A passivation layer 23 may be disposed between the conductive layer 22 and the electronic component 20. The passivation layer 23 may be in direct contact with the electronic component 20. The passivation layer 23 may be in direct contact with the conductive layer 22.

In some embodiments, the passivation layer 23 may include, for example but not limited to, a dielectric material, such as a prepreg composite fiber (e.g., prepreg), ajinomoto film, a resin, an epoxy-based material, or a combination of two or more thereof.

The passivation layer 23 may comprise a flowable dielectric material that may be filled into the spaces of the carrier 21 (as in the filling operation illustrated in fig. 5F).

In some embodiments, the space may be provided with a wider opening to promote fluidity of the dielectric material of the passivation layer 23. In some embodiments, the wider opening can help fill the dielectric material in the space without introducing voids into the space.

For example, the surface 213 of the carrier 21 may comprise a portion having a first width "w 1" (which may also be referred to as a first portion of the surface 213) and another portion having a second width "w 2" (which may also be referred to as a second portion of the surface 213). The second portion may be proximate to the surface 211 of the carrier 21. The second portion may be defined by a sidewall 21s1 (as indicated in fig. 2B) of the carrier 21 connected to the surface 211.

The first width w1 may be different from the second width w 2. For example, as illustrated in fig. 1, the first width w1 is less than the second width w 2. The second width w2 is greater than the first width w 1.

In some embodiments, the height of the surface 201 of the electronic component 20 may be different from the height of the surface 211 of the carrier 21. For example, as illustrated in fig. 1, the surface 201 of the electronic component 20 is lower than the surface 211 of the carrier 21. The surface 211 of the carrier 21 is higher than the surface 201 of the electronic component 20.

The interconnect structures 10 and 11 may be disposed on surfaces (e.g., top and bottom surfaces) of the carrier 21. Interconnect structures 10 and 11 may include redistribution layers (RDLs) and may include conductive elements, such as pads, wires, and/or vias, and dielectric layers. A portion of the conductive element is covered or encapsulated by the dielectric layer, while another portion of the conductive element is exposed from the dielectric layer to provide electrical connections for the carrier 21 (and the electronic component 20 embedded in the carrier 21), the electronic components 12 and 13, and the electrical contacts 15.

Electronic components 12 and 13 may be disposed on a surface of interconnect structure 10 facing away from carrier 21.

An encapsulation layer 14 may be disposed on the interconnect structure 10 to cover or encapsulate the electronic components 12 and 13. In some embodiments, the encapsulation layer 14 may include, for example but not limited to, an epoxy with filler, a molding compound (e.g., an epoxy molding compound or other molding compound), a polyimide, a phenolic compound or material, a material having silicone dispersed therein, or a combination thereof.

Electrical contacts 15, such as solder balls, may be disposed on a surface of interconnect structure 11 facing away from carrier 21 and may provide electrical connections between semiconductor package apparatus 1 and external components, such as external circuitry or circuit boards.
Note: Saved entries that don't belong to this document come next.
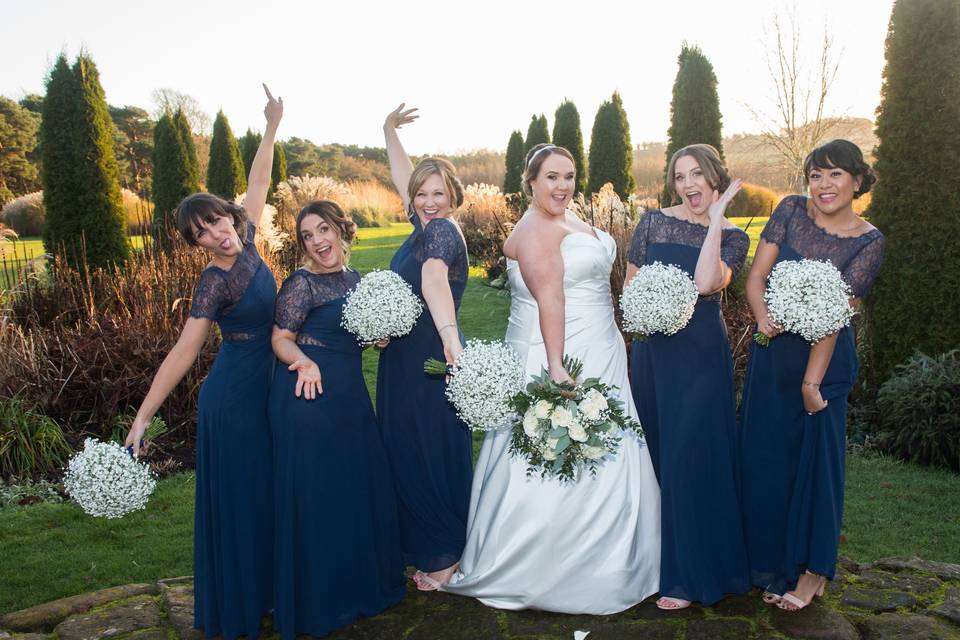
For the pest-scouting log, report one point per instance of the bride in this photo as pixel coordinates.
(590, 547)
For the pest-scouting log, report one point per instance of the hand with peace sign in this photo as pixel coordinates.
(719, 203)
(274, 109)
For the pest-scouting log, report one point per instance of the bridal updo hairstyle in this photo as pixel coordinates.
(841, 154)
(709, 160)
(206, 207)
(447, 172)
(535, 159)
(333, 215)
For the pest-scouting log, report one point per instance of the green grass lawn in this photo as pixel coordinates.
(50, 551)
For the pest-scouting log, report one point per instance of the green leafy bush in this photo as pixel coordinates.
(25, 214)
(31, 444)
(919, 410)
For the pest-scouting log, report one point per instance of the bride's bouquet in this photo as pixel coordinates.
(565, 428)
(107, 481)
(660, 299)
(382, 305)
(807, 297)
(484, 378)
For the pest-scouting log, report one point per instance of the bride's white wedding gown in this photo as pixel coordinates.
(590, 547)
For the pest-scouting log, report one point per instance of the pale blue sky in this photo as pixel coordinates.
(475, 73)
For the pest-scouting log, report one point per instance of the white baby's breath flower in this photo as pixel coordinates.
(808, 297)
(542, 409)
(485, 377)
(381, 305)
(660, 299)
(106, 481)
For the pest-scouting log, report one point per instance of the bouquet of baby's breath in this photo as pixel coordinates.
(484, 378)
(106, 481)
(660, 299)
(566, 428)
(807, 297)
(382, 305)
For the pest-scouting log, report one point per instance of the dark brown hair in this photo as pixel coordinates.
(333, 215)
(841, 154)
(206, 207)
(709, 160)
(535, 159)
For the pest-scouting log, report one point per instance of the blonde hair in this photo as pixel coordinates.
(535, 160)
(447, 172)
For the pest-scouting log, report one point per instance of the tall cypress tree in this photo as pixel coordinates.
(249, 144)
(225, 176)
(278, 172)
(86, 223)
(514, 164)
(58, 159)
(537, 132)
(185, 136)
(917, 197)
(695, 107)
(611, 154)
(567, 134)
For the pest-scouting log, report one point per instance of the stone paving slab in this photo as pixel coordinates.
(44, 617)
(890, 598)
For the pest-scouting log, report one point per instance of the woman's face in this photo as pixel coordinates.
(691, 185)
(218, 237)
(322, 244)
(554, 185)
(432, 200)
(832, 189)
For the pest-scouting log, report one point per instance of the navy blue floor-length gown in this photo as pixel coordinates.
(428, 446)
(337, 538)
(683, 388)
(233, 519)
(793, 463)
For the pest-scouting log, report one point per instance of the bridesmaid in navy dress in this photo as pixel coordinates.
(683, 387)
(233, 520)
(337, 537)
(793, 435)
(428, 446)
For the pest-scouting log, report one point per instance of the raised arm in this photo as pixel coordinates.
(401, 168)
(711, 274)
(258, 182)
(174, 367)
(541, 267)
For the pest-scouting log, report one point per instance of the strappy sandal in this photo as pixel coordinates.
(666, 603)
(795, 602)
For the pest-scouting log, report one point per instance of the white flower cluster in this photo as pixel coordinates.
(569, 434)
(808, 297)
(660, 299)
(381, 305)
(484, 379)
(106, 481)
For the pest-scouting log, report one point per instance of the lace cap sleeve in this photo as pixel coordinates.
(294, 302)
(776, 229)
(441, 240)
(211, 295)
(637, 255)
(862, 269)
(734, 246)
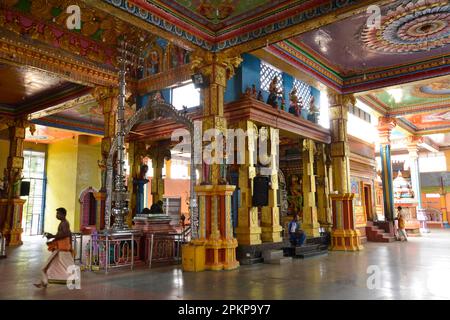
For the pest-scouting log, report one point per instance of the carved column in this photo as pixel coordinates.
(344, 235)
(323, 188)
(11, 207)
(136, 180)
(310, 223)
(158, 153)
(248, 232)
(107, 99)
(385, 126)
(413, 152)
(270, 220)
(215, 226)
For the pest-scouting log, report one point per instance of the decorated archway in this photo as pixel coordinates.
(153, 110)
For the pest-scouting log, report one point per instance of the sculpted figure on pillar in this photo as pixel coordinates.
(385, 126)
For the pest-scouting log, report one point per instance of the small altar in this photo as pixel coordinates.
(404, 197)
(152, 224)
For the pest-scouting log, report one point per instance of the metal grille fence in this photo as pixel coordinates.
(303, 92)
(267, 74)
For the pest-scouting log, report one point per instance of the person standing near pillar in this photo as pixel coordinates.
(344, 235)
(215, 232)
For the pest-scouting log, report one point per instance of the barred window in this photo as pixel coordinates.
(267, 73)
(303, 92)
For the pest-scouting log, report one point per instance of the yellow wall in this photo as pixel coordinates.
(447, 159)
(61, 182)
(35, 146)
(71, 168)
(88, 174)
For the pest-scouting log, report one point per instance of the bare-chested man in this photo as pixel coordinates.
(61, 257)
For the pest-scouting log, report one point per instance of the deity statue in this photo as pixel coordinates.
(283, 103)
(313, 113)
(293, 105)
(260, 97)
(273, 93)
(254, 93)
(295, 198)
(402, 188)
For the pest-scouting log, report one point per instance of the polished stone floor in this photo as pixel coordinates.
(418, 269)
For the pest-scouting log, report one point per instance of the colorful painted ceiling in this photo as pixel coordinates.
(48, 135)
(36, 33)
(217, 25)
(410, 42)
(422, 107)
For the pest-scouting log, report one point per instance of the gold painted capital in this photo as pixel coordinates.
(336, 99)
(219, 67)
(385, 126)
(101, 93)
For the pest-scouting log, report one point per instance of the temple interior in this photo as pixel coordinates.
(184, 137)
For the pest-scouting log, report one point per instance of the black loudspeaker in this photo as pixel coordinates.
(260, 191)
(25, 188)
(199, 81)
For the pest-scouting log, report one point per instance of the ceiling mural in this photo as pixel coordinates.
(47, 135)
(215, 14)
(418, 97)
(218, 25)
(430, 120)
(349, 46)
(410, 26)
(412, 42)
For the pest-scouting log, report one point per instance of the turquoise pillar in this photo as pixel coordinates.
(385, 126)
(386, 178)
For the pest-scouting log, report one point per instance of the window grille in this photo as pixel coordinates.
(268, 72)
(303, 92)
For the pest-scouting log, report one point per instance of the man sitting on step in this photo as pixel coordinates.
(296, 236)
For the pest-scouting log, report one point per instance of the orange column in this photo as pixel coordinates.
(344, 235)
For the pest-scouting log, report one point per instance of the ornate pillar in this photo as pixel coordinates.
(158, 153)
(137, 179)
(310, 224)
(413, 151)
(11, 207)
(107, 99)
(385, 126)
(215, 226)
(248, 232)
(270, 220)
(344, 235)
(323, 188)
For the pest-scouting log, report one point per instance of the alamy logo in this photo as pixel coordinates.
(73, 21)
(213, 146)
(74, 277)
(374, 20)
(374, 279)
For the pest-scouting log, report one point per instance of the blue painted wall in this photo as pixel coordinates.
(248, 74)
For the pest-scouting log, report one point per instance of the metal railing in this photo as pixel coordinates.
(164, 248)
(106, 252)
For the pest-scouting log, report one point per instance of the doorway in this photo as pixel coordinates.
(367, 189)
(34, 207)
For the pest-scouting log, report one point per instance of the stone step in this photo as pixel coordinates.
(272, 254)
(249, 261)
(283, 260)
(312, 254)
(306, 248)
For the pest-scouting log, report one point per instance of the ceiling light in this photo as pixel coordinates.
(396, 94)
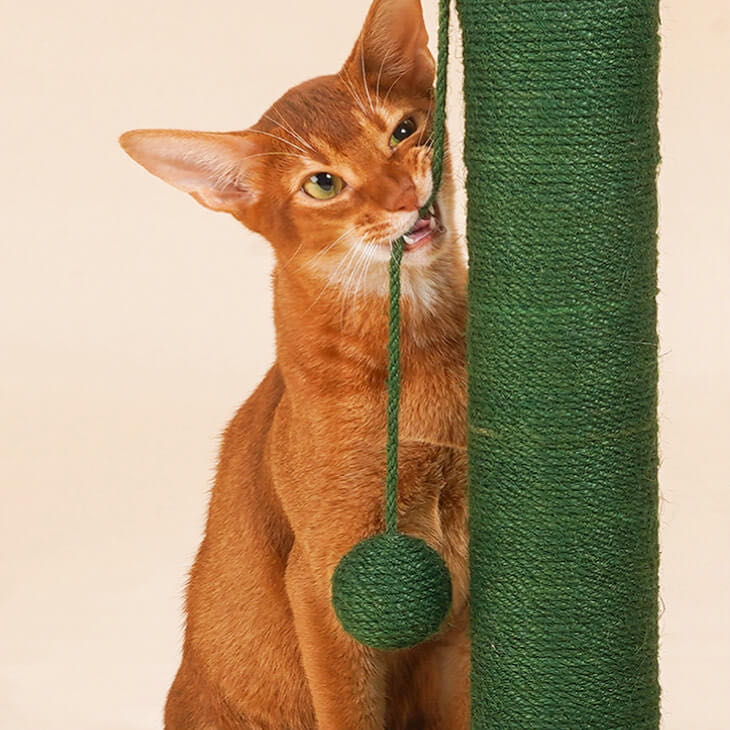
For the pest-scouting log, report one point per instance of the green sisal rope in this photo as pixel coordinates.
(561, 149)
(437, 168)
(392, 590)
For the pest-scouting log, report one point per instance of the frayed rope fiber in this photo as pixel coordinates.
(561, 149)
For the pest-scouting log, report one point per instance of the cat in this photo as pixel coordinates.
(332, 173)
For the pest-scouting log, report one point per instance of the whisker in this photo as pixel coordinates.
(380, 74)
(351, 89)
(331, 278)
(329, 246)
(364, 76)
(288, 128)
(281, 139)
(283, 154)
(398, 78)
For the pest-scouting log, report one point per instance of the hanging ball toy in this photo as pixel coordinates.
(391, 591)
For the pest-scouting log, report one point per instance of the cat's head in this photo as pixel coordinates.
(335, 169)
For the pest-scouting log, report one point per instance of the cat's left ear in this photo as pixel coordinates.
(393, 46)
(214, 167)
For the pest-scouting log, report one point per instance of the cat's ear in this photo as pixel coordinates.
(214, 167)
(393, 46)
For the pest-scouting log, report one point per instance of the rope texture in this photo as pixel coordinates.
(561, 148)
(396, 257)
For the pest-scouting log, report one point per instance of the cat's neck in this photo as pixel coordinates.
(320, 325)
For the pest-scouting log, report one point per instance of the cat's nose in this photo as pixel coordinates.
(398, 193)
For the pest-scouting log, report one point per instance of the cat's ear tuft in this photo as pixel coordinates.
(213, 167)
(393, 46)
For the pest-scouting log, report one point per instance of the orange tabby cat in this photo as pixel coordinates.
(333, 172)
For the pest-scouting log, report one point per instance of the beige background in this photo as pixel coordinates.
(133, 322)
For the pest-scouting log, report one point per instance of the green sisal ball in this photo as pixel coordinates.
(391, 591)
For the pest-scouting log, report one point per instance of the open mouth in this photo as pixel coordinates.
(424, 230)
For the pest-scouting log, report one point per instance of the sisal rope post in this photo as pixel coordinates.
(561, 148)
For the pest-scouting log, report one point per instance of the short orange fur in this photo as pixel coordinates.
(301, 471)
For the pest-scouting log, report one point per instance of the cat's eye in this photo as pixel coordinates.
(323, 186)
(404, 130)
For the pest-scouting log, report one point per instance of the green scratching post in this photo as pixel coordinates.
(561, 149)
(392, 591)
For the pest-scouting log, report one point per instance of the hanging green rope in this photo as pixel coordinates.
(392, 590)
(561, 149)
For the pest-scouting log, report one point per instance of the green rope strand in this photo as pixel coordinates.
(396, 257)
(391, 481)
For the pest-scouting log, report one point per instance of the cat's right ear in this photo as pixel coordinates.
(214, 167)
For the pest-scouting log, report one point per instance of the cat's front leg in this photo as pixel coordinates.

In some embodiments, the electrical contacts 15 may include controlled collapse chip connection (C4) bumps, Ball Grid Arrays (BGAs), or Land Grid Arrays (LGAs).

Each of electronic components 12, 13, and 20 may include a chip or die including a semiconductor substrate, one or more integrated circuit devices, and one or more overlying interconnect structures. An integrated circuit device may include active devices such as transistors and/or passive devices such as resistors, capacitors, inductors, or combinations thereof.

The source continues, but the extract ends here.